The Trump administration is moving to waive a wide range of federal environmental regulations to speed up border wall construction in the remote Big Bend region of West Texas, including a portion of Big Bend Ranch State Park, according to a preliminary federal notice released Friday.
The waivers – aimed at “expeditious construction of barriers and roads” – are set to apply to a lengthy stretch of the U.S.-Mexico border from Fort Quitman in Hudspeth County through Presidio and the Colorado Canyon area of the state park.
The move is the latest sign that plans for border wall building in this rugged corner of the Chihuahuan Desert are moving forward in earnest.
A spokesperson for U.S. Customs and Border Protection (CBP) told Marfa Public Radio this week that federal contracts for Big Bend area projects under the administration’s border-wide “Smart Wall” plan could be awarded “in the coming weeks and months,” with actual construction expected to begin “toward the end of the year.”
Among the federal regulations to be waived for the project are the National Environmental Policy Act, the Endangered Species Act, the Clean Water Act and a variety of wildlife and historic resources protection laws. The waivers, based on the regulatory notice details, do not appear to apply to stretches of the border within Big Bend National Park, where CBP has indicated it is pursuing a “technology only” border security project under the Smart Wall plan.
Asked about the waivers, a spokesperson for the Texas Parks and Wildlife Department said the department "has not received a request from the federal government for any border-barrier infrastructure within Big Bend Ranch State Park."
The border wall plans have alarmed Big Bend area officials and residents alike. The notion of physical border barriers in this sparsely populated region – beloved for its mountainous vistas, sprawling state and national parks and scenic Rio Grande corridor – had until recent years been considered a far flung idea opposed by even some Republicans.
At a regional water conference panel discussion in Alpine on Thursday, top elected officials for Brewster, Hudspeth and Pecos counties expressed concern with the idea of border walls in the region.
Hudspeth County Judge Joanna “JoJo” Mackenzie, a Republican, described the plan as a “band-aid to make people feel better who don't live here,” while Brewster County Judge Greg Henington – also a Republican and longtime river outfitter in the Terlingua area – said there was “no reason” for a wall in the region.
Federal officials have so far declined to say where exactly a physical wall will or will not be built in the area, but a CBP spokesperson said this week that the entire 517-mile stretch of the border in the agency’s Big Bend Sector is slated for new border security infrastructure or upgrades.
“Depending on terrain and operational requirements, each area may receive any combination of barrier installation, technology deployment, and road improvements,” spokesperson Landon Hutchens said in a statement.
Gov.
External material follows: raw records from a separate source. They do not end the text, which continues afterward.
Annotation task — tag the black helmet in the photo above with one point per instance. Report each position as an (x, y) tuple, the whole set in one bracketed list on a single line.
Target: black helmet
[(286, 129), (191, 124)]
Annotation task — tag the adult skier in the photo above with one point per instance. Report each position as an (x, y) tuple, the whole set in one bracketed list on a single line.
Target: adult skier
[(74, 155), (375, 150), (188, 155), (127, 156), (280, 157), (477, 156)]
Greg Abbott’s office said in a statement to Marfa Public Radio this week that the governor “fully supports using every tool and strategy to aid in the Trump Administration's deterrence of illegal immigrants attempting to make the illegal and dangerous trek across the southern border.”
Democratic state Sen. César Blanco, whose district includes much of the Big Bend, called the waivers “deeply troubling.”
“Big Bend is one of the most ecologically unique and fragile regions in our country,” Blanco said in a statement. “Waiving longstanding environmental protections threatens wildlife migration, damages sensitive desert habitats, and puts our land and water resources at risk.”
Much of the Trump administration’s border security infrastructure plans stem from an executive order the president issued on the first day of his second term directing the Homeland Security and Defense Department secretaries to “take all appropriate action” to “ensure complete operational control” of the border.
The new federal regulatory waiver notice, which cites that order, describes the Big Bend region as an “area of high illegal entry” where agents apprehended more than 89,000 people attempting to cross the southern border illegally between 2021 and 2025.
Still, Big Bend has historically been one of the least-trafficked regions of the entire U.S.-Mexico border. By comparison, during that same time period from 2021 to 2025, the agency apprehended more than 1.5 million people attempting to cross the border in the Rio Grande Valley, according to government figures in a similar regulatory waiver issued for that region last year.
The border wall plans come as the administration itself in recent months has celebrated border crossing numbers being at record lows. CBP data show just 584 people were apprehended attempting to cross in the Big Bend region so far this fiscal year, compared to more than 4,500 in South Texas during the same time period.
Laiken Jordahl, an advocate with the environmental group Center for Biological Diversity who has tracked border wall building across the Southwest, called the Big Bend area plans a “grotesque act of political vandalism” in the “wildest stretch of Texas.”
“Trump and his cowardly border officials want to rob this iconic place from all of us, locking away our swimming holes, hiking trails and desert vistas behind a monstrous steel wall, even as border crossings are at record lows,” he said.
This story has been updated to include a comment from TPWD.
Marfa Public Radio’s Mary Cantrell contributed reporting.